Sie war allerdings nur zu froh gewesen, aus der Wache rauszukommen. Er hatte ihr die Autotür
aufgehalten und ihr gut zugeredet, damit sie nicht einfach abhaute. Und sie war eingestiegen,
wenn auch mürrisch und schweigend. Okay, sie war wütend auf ihn. Er würde darüber hinwegkommen.
Und sie auch.
»Ich hab's kapiert«, sagte er. »Du bist sauer. Aber wie oft soll ich dir das denn noch erklären?
Es war nur zu deiner eigenen Sicherheit, während ich ein paar Dinge überprüft habe.«
»Wo fahren wir eigentlich hin?«
»Kennst du diese Gegend hier?«
Sie schwieg. Es sollte wohl keine Unterhaltung stattfinden. Nur Fragen und Antworten ­ seine Fragen.
»Wir fahren bloß ein bisschen rum«, sagte er. »Die Gegend musst du doch kennen. Hier wurde früher
viel gedealt.«
»Damit hab ich nichts zu tun!«
Jetzt war es an Rebus zu schweigen.

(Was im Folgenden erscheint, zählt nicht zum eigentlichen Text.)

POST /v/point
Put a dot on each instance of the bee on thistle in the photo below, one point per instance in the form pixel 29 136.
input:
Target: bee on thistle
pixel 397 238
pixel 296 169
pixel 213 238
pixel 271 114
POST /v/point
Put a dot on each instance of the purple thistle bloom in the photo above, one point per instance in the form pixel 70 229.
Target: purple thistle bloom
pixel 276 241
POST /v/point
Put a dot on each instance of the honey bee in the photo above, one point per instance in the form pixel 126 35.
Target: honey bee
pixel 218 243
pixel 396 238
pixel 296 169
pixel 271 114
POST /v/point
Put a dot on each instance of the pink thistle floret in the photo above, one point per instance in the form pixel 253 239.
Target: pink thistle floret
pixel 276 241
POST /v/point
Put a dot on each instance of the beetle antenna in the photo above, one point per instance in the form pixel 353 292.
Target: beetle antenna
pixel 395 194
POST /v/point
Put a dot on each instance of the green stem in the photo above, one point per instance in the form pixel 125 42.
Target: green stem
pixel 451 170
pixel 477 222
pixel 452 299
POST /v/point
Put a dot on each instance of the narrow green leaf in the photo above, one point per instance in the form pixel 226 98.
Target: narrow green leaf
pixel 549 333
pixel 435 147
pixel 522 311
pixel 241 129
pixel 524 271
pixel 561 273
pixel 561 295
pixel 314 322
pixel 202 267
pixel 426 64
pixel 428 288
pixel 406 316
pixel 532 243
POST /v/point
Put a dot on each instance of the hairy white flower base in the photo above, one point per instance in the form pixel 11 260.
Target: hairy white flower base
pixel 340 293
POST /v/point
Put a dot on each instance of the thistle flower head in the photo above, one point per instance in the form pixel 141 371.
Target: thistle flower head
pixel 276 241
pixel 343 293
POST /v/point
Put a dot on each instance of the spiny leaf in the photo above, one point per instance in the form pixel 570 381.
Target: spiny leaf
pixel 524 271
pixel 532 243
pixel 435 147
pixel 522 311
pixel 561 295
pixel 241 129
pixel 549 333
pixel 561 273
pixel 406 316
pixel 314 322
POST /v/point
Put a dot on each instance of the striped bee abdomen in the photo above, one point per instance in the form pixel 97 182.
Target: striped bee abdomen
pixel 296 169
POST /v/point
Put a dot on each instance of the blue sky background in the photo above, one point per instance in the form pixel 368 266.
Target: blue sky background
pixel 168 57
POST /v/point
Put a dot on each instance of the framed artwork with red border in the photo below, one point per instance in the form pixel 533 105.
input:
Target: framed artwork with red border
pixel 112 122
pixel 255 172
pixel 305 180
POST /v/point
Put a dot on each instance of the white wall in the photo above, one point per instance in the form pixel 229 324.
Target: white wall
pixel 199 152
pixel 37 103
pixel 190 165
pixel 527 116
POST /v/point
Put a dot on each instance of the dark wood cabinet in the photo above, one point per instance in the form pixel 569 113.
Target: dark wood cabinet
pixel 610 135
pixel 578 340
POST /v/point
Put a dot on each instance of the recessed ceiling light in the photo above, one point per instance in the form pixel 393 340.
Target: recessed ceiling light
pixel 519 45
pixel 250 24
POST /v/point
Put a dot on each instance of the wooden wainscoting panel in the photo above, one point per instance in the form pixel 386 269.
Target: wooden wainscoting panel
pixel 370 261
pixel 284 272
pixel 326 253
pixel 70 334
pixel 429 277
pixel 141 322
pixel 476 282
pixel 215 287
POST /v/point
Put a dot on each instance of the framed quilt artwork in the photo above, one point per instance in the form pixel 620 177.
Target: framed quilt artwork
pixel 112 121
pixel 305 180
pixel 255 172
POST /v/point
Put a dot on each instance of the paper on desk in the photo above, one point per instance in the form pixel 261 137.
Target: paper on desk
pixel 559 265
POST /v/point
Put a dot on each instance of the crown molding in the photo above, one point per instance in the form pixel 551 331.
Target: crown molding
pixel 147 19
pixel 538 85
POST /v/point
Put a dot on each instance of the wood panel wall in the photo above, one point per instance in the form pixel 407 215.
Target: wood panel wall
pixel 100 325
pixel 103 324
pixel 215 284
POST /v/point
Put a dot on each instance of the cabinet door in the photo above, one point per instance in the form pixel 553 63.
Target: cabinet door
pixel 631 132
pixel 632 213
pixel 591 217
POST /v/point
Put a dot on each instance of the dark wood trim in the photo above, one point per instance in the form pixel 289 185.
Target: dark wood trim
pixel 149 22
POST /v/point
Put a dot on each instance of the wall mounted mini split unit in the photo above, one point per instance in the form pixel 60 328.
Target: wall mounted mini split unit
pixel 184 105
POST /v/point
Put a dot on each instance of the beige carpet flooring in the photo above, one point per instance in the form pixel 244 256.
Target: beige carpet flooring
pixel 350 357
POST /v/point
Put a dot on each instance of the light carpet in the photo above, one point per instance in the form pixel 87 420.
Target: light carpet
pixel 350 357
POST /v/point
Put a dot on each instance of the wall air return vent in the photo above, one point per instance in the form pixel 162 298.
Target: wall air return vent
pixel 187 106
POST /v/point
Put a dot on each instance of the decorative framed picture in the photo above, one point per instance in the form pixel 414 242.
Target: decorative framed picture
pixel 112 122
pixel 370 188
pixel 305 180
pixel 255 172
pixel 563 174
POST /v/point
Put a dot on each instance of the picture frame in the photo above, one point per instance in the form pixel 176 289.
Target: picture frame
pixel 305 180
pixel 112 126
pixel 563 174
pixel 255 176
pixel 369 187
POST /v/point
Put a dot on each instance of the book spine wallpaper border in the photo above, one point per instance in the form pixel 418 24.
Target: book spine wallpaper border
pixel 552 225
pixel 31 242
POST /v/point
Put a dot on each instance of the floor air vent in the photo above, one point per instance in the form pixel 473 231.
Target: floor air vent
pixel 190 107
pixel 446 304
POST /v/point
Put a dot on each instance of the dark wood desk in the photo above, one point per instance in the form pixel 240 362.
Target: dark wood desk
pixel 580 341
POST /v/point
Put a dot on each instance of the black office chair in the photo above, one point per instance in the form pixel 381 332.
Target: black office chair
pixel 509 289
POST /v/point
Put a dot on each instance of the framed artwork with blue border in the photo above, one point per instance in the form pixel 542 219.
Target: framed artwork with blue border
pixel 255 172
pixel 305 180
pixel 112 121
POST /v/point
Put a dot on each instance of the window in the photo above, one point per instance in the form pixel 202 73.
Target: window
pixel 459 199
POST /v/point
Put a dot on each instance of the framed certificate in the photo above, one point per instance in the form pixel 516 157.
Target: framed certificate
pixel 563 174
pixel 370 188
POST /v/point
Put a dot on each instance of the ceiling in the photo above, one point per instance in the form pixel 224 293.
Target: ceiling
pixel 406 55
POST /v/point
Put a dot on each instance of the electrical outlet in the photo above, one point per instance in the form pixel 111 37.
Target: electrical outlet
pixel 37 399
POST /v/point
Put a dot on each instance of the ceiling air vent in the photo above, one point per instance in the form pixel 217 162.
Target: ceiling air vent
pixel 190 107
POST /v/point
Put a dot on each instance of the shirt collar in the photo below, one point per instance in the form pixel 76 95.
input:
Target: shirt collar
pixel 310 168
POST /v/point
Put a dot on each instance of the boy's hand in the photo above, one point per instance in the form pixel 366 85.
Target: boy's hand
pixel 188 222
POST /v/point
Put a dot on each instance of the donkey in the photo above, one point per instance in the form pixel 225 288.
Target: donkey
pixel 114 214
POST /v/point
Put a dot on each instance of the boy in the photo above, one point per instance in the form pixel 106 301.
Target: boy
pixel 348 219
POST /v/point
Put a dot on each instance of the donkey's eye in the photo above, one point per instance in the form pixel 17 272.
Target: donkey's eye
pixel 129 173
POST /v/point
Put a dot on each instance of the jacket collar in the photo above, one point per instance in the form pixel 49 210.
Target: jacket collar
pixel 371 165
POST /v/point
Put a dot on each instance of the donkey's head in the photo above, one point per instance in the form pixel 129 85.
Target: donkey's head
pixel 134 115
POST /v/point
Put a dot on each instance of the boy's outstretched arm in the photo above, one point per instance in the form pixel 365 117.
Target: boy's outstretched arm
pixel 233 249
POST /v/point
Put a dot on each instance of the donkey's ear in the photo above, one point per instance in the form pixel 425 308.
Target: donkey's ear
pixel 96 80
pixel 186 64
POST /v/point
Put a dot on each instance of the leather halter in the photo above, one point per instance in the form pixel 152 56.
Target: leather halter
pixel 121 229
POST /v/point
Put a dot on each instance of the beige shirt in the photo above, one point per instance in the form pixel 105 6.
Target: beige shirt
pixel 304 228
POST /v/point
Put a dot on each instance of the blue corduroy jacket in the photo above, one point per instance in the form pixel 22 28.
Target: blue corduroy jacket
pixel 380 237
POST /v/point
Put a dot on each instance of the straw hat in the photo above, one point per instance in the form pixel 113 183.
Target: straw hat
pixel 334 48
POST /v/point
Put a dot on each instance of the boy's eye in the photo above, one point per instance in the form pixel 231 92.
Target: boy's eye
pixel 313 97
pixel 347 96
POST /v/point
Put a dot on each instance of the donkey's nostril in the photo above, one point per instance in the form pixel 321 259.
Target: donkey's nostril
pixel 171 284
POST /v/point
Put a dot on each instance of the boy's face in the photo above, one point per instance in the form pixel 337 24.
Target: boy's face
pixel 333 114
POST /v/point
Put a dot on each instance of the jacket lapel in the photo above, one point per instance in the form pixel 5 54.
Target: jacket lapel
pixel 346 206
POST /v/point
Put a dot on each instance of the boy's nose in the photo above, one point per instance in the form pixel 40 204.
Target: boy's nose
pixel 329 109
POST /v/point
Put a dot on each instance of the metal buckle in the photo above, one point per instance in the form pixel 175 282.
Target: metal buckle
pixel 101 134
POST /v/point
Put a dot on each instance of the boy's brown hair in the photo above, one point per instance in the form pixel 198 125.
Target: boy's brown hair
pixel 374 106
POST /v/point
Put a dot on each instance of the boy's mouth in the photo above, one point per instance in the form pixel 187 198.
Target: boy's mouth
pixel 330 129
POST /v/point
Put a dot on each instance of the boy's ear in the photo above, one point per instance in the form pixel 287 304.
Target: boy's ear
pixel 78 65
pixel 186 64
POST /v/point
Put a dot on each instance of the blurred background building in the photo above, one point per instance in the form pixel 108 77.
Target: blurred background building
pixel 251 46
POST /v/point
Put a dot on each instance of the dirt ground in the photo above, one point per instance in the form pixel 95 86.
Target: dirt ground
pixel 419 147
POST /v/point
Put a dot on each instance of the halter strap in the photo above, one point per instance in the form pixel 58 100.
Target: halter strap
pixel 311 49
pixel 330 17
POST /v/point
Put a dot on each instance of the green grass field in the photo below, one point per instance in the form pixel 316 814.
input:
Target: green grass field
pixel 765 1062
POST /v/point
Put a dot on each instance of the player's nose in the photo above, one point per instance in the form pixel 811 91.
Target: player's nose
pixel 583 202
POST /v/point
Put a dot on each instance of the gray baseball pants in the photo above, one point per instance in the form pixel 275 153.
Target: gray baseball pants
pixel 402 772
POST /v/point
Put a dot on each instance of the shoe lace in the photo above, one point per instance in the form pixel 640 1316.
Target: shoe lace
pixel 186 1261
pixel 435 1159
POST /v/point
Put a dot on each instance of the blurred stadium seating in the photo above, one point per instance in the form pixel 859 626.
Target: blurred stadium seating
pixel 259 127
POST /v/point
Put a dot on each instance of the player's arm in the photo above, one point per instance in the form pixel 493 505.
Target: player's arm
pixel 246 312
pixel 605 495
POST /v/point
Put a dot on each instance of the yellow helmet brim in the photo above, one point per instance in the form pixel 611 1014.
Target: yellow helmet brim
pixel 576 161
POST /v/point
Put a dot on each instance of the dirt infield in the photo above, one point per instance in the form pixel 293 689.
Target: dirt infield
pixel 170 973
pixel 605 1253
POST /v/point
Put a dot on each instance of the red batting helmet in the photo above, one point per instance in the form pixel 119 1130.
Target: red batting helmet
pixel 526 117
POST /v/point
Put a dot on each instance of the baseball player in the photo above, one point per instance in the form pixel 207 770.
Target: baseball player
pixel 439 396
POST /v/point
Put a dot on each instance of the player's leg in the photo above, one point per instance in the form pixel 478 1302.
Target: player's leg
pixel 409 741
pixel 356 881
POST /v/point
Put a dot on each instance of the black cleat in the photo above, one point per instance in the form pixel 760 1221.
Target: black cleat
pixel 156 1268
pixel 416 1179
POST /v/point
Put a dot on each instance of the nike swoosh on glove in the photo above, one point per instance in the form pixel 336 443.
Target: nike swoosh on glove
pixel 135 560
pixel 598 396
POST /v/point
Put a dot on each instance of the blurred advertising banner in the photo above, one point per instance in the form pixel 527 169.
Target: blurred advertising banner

Er war noch nicht zu alt, um irgendwelche Spielchen zu
spielen. Er bog nach links ab, dann noch mal nach links, dann nach rechts.
»Hier waren wir doch schon«, bemerkte sie. Es war ihr also aufgefallen. Kluges Mädchen.
Allerdings spielte es keine Rolle. Das Einzige, was zählte, war, dass er sie ganz allmählich ­
linksherum, rechtsherum, dann wieder links und rechts ­, ans Ziel brachte.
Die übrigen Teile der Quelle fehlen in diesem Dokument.